On appeal, Plaintiff argues that the ALJ's credibility determination is unsupported by the record. We disagree. Although fibromyalgia can cause joint pain and fatigue, the issue before the ALJ was the severity of Plaintiff's fibromyalgia-related symptoms. See Riggins v. Apfel, 177 F.3d 689, 692 (8th Cir. 1999); Kelley v. Callahan, 133 F.3d 583, 589 (8th Cir. 1998) (fibromyalgia can be disabling). In discrediting Plaintiff, the ALJ properly relied on his poor work record, the absence of physician-ordered limitations, and the lack of objective medical evidence. See Hutton v. Apfel, 175 F.3d 651, 655 (8th Cir. 1999). It was also proper for the District Court to consider Plaintiff's part-time college attendance, as carrying 17 credit hours of chiropractic classes while maintaining a C average appears inconsistent with allegedly disabling joint pain and fatigue. Cf. Baker v. Apfel, 159 F.3d 1140, 1145 (8th Cir. 1998) (where ALJ relied in part on claimant's ability to attend four hours of classes daily in finding him capable of performing full range of light work, substantial evidence supported ALJ's conclusion).
Plaintiff next asserts that the ALJ improperly relied on the opinions of Drs. Pawl and Glad--a pain-center physician and psychologist who saw Plaintiff twice in 1991, and who concluded that his symptoms were essentially psychologically based--instead of the opinions of his treating physicians. He also argues that he rightfully refused a psychiatric consultative examination. These arguments also fail. Despite Plaintiff's suggestions to the contrary, Drs. Pawl and Glad were treating (not consulting) healthcare providers, and Dr. Pawl performed both neurological and musculo-skeletal assessments while Dr. Glad administered a Minnesota Multiphasic Personality Inventory and interviewed Plaintiff. Also, two other physicians later suggested that Plaintiff's symptoms could have a psychological basis. In any event, the ALJ did not rely exclusively on the opinions of Drs. Pawl and Glad. As to Plaintiff's refusal to participate in a consultative psychiatric examination, regardless of his reasons for doing so, the lack of such an examination made the record incomplete as to his mental status, and the ALJ could--and did--determine only whether his physical impairments prevented him from working.
Accordingly, we affirm.
The Honorable R. E. Longstaff, United States District Judge for the Southern District of Iowa.

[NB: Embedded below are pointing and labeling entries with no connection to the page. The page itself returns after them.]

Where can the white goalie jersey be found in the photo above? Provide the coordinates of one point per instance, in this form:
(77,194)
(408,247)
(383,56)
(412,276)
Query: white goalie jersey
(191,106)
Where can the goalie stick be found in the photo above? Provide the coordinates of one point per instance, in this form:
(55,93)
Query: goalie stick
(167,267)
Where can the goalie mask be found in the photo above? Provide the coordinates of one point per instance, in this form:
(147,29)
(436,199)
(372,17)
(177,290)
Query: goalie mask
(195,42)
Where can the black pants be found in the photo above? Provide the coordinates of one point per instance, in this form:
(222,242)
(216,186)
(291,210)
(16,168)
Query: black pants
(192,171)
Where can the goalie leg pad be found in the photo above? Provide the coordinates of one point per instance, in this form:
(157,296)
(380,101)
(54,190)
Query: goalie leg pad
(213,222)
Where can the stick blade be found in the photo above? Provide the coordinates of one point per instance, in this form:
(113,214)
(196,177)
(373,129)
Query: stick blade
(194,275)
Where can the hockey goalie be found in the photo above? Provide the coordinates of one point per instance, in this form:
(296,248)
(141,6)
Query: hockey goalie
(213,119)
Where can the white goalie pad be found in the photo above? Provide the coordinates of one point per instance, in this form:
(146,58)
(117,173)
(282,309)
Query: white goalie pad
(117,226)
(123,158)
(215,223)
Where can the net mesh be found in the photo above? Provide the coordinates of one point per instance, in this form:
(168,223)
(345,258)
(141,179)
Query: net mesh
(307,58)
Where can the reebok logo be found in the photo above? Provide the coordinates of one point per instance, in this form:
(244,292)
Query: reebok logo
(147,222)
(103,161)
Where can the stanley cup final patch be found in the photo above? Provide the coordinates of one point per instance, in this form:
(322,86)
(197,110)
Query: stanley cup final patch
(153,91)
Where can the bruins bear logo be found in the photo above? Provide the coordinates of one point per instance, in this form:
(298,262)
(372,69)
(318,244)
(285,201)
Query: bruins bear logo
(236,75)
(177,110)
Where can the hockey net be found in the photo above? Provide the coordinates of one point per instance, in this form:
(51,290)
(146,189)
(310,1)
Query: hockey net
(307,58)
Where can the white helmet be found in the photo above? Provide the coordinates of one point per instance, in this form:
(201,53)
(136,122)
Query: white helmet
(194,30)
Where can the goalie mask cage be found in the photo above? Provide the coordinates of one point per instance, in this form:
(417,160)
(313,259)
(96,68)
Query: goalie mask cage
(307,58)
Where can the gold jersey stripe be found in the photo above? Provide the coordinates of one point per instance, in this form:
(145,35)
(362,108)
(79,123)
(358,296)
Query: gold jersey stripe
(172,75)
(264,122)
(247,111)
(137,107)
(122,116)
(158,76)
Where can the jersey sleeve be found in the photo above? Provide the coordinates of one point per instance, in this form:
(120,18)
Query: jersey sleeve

Fibromyalgia is inflammation of the fibrous and connective tissue, causing muscle and joint pain, stiffness, and fatigue. A diagnosis is usually made after eliminating other conditions with similar symptoms, as there are no specific diagnostic tests for this affliction. See Jeffrey Larson, Fibromyalgia, in THE GALE ENCYCLOPEDIA OF MEDICINE 1185-86 (Donna Olendorf et al. eds. 1999).
Tennant's case was remanded by the District Court in November 1994 and February 1998 based on, inter alia, the lack of necessary vocational expert (VE) testimony.